Thanks to Keegan-Michael Key (of “Key & Peele” fame) I heard a while back that “Nimrod” is a figure of strength in the Bible. So does anybody know how the word “nimrod” came to be a less-than-flattering one?

Nimrod was a hunter; Bugs Bunny would refer to Elmer Fudd as a “little Nimrod” so maybe that’s where the usage got turned from positive to negative. At least that’s what I read - I have no firsthand knowledge of Bugs calling Elmer Fudd a little Nimrod.

There are some other explanations here:

http://en.wiktionary.org/wiki/nimrod

Very helpful. Thanks!

Not “a little Nimrod,” “poor little Nimrod.” It’s a very early Bugs, before he had taken on his current form. He calls Fudd “Nimrod” much as some will address an idiot as “Einstein.”

You may be right about the origin. My WAG is that the ongoing popularity of “nimrod” as a derogatory term is based on it sounding like an insult. “Nim” brings to mind “dim” and the Orkan insult “nimnul”; while the “rod” part makes the word sound like a euphemism for male genitalia.

I can see some sense in that – it rhymes with “dipwad.”

Genesis 10:8 and 10:9 call Nimrod a mighty one inthe earth and a mighty hunter before the lord. And that’s about all the bible says about him.

I’d just like to add that Nimrod (pronounced Neem-RODE) is a very common Israeli name.

Interestingly, although the biblical references to the name being a mighty hunter, the next appearances occur in English from the 1500’s-late 1600’s and refer to such characters as tyrants.

Likely because of the tradition that it was Nimrod who ordered the Tower of Babel built. This isn’t outright stated in the Bible, but it can be inferred from Babel being one of the cities Nimrod ruled (see Genesis 10:10).

However it started, this is clearly the reason it continued.

Cf. “What a maroon! What an ignoranimus!”

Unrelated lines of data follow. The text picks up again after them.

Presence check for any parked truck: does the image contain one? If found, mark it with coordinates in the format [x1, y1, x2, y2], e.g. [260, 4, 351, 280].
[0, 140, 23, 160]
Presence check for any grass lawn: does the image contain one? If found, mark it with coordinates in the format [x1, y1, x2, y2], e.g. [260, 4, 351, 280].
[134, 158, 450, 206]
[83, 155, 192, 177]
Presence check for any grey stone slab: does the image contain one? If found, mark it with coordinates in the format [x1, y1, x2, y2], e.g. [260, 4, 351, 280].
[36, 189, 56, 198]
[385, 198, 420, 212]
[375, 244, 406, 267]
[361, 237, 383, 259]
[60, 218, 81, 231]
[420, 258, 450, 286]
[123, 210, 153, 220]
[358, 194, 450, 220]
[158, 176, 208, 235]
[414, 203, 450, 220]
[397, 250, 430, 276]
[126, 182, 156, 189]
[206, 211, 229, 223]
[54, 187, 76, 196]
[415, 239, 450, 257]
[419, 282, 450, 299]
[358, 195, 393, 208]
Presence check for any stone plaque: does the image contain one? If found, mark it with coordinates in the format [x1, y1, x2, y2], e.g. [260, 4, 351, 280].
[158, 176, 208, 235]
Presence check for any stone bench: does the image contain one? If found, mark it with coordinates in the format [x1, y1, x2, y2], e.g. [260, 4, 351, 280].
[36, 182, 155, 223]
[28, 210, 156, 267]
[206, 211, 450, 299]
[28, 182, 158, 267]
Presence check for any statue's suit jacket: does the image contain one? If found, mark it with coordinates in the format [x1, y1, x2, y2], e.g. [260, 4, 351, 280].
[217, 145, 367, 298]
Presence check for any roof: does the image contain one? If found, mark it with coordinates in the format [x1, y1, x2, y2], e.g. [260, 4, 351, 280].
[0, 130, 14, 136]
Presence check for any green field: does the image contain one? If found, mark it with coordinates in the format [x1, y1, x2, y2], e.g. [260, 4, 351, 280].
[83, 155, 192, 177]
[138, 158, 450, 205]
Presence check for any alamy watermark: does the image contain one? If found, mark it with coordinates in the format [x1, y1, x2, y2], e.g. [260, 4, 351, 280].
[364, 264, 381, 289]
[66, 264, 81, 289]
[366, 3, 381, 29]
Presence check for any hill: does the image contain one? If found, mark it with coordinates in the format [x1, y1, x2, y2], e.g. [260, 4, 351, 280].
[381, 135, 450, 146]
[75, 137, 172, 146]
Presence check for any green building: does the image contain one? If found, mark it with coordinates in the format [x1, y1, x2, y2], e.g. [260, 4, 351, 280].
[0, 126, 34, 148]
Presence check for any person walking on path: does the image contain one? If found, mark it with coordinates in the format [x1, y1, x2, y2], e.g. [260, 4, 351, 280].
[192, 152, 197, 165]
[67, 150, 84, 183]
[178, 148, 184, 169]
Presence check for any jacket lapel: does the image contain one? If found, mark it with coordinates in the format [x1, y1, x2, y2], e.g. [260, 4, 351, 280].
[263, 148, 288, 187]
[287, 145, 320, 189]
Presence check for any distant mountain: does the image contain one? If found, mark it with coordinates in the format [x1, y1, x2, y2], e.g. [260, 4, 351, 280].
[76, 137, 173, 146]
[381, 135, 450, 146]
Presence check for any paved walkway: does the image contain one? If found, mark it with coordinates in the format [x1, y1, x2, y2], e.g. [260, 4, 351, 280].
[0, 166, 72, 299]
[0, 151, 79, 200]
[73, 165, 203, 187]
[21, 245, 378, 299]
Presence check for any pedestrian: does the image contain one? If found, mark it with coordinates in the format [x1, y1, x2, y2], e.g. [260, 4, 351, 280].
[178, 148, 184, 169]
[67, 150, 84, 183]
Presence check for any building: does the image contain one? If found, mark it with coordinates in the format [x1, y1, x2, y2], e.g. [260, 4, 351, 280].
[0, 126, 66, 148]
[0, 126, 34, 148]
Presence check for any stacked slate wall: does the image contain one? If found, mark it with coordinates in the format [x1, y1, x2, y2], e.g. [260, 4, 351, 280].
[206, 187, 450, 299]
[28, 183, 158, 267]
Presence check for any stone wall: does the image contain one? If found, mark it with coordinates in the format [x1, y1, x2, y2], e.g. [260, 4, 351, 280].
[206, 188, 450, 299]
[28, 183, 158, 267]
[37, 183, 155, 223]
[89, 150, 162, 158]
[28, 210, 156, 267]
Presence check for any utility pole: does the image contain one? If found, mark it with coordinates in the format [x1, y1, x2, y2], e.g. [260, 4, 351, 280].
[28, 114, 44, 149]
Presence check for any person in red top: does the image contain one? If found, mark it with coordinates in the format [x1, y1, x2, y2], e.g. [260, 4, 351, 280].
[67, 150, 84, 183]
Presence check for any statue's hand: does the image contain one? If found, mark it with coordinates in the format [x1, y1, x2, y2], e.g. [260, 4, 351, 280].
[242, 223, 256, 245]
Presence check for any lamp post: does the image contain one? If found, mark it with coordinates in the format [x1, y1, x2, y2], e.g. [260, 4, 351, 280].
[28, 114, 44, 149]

Once a word is established as ‘sounding funny’ it’s difficult to be objective. But, nimrod definitely seems to have a certain onomatopoeia-tic prevalence towards sounding goofy*!*

I suspect that this is almost entirely confined to the USA. Nimrod to me, is the title of the 9th of Edward Elgar’s Enigma Variations. It is supposedly a reference to his friend and advisor Augustus Jaeger (Jäger = German for hunter) and Nimrod described as described as ‘a mighty hunter before the Lord’.

It is a common affectation to use words to mean the opposite of their usual meaning - bad = good, sick = great etc. This is a kind of irony I suppose.

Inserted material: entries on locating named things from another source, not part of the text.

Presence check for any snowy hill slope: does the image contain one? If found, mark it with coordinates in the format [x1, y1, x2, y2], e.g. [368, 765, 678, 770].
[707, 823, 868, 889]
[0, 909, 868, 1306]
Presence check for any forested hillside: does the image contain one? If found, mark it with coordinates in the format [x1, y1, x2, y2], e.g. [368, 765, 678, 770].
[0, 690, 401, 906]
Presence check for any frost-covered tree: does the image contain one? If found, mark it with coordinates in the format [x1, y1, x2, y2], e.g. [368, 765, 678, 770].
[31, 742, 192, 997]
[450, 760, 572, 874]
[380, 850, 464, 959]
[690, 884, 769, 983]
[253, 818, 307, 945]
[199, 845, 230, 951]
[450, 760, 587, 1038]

The Scottish philosopher John Duns Scotus’s work was well received during his life, but became heavily criticized later. Hence, the tradition of calling someone of apparent low intelligence a “dunce”.

Good point. It sounds like it would mean something akin to “numb nuts,” vaguely insulting one’s manhood without getting too specific.

It’s not just that. In the UK Elgar’s ‘Nimrod’ is now almost exclusively associated with remembrance, specifically with remembrance of the war dead and of the First World War. To make the cliched comparison, it’s the British equivalent of Barber’s Adagio for Strings. Moreover, almost no one now gets the Biblical allusion. So the only connotations that the name has are very serious ones indeed.

Certainly - It is played at remembrance services up and down the country on Nov 11 every year.

It is, apparently, also a popular choice at individual funerals, although I do wonder if that might also have a military connection.

Nope; plenty of civilians like it too.

There is the RAF Nimrod as well; retired in 2011.

Cuando el Rey Nimrod, a classic Ladino song.